Gubaba Posted August 7, 2009 Posted August 7, 2009 I would like to say with the exception of "The Hunt for Red October" Paramount has come out with a series of brain farts in relation to the Tom Clancy franchise. Those douche bags put "Patriot Games" out of order in the timeline (the book is set before The Hunt For Red October). The idiots killed off an important main character who appears in future books in the movie "Clear and Present Danger". The morons NUKED THE WRONG CITY in the movie version of The Sum of All fears (it was Denver in the book, numbnuts, not Baltimore). No wonder Tom Clacy decided to quit selling movie rights to Paramount in relation to his books. Paramount really knows how to clusterfoxtrot a franchise. Your beef with "clear and Present Danger" I can understand, but your problem with "Sum of All Fears" seems..well, EXCEEDINGLY petty. If you go through everything with such a fine-toothed comb, I really don't understand how you can love Lynch's Dune movie as much as you do.

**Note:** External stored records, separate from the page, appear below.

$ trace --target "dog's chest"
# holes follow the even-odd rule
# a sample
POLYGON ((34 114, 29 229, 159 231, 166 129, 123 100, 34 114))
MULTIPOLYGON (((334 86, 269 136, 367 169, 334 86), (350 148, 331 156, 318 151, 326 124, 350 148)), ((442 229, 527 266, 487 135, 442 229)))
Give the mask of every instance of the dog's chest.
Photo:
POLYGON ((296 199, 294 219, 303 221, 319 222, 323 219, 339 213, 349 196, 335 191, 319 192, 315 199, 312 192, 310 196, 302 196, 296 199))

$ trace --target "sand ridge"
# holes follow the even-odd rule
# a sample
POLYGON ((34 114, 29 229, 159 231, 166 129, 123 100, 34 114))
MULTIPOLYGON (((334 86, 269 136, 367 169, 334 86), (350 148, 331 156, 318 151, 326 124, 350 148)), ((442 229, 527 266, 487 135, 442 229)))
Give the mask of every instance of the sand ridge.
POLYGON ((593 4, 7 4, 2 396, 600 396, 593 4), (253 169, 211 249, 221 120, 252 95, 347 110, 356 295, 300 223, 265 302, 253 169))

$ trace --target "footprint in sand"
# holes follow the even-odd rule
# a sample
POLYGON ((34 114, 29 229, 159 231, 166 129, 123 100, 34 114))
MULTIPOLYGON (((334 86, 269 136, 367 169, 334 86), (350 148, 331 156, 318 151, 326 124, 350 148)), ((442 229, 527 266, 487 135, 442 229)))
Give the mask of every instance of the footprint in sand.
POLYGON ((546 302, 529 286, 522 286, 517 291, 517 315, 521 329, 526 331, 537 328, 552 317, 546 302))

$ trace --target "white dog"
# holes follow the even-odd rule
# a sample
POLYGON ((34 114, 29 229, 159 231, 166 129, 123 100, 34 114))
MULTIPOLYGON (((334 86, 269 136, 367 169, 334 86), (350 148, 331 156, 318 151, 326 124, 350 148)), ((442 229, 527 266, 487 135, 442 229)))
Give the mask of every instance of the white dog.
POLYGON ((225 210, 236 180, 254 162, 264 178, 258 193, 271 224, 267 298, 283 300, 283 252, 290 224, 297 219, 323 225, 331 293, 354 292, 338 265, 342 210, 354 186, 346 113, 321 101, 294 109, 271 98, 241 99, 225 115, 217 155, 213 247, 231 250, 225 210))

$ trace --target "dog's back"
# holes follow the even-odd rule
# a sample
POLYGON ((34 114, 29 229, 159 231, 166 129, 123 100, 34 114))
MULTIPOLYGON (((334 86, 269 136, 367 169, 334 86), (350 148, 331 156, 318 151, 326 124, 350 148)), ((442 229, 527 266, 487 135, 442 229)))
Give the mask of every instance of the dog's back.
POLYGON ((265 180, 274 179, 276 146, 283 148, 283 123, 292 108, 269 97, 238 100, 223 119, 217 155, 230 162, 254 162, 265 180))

That took far greater liberties to MUCH worse effect.
Ghost Train Posted August 7, 2009 Posted August 7, 2009 I believe that the timeframe in which the sum of all fears took place in the novel (which was circa early 1990's) and the movie (more contemporary) were different, and therefore they took some other creative liberties with the film. Never been a huge fan of Tom Clancy, he has his "military stuff" researched well in my opinion, but everything else is just very very flawed like going to war over an accident caused by a defective Japanese car in Debt of Honor... lol. Don't get me started on Bear and Dragon.
mikeszekely Posted August 7, 2009 Posted August 7, 2009 I find Tom Clancy's writing style to be rather tedious. For the most part, though, I'm with Vostok 7. It's hard for me to think of movies based on books that weren't inferior.
Gubaba Posted August 7, 2009 Posted August 7, 2009 I find Tom Clancy's writing style to be rather tedious. It's funny...I've read (and loved) books that a lot of people consider to be "unreadable" (the Post-WWI European Modernists are my all-time favorites, especially Proust, Joyce, Mann, and Musil; I also love Thomas Pynchon [hence my new avatar], Tolstoy, Murasaki, Shakespeare, Milton, Chaucer, Homer, Vergil...this is the stuff I read for fun)...and yet, I cannot make it through an entire Tom Clancy novel. For the most part, though, I'm with Vostok 7. It's hard for me to think of movies based on books that weren't inferior. Agreed. The list is MUCH too long.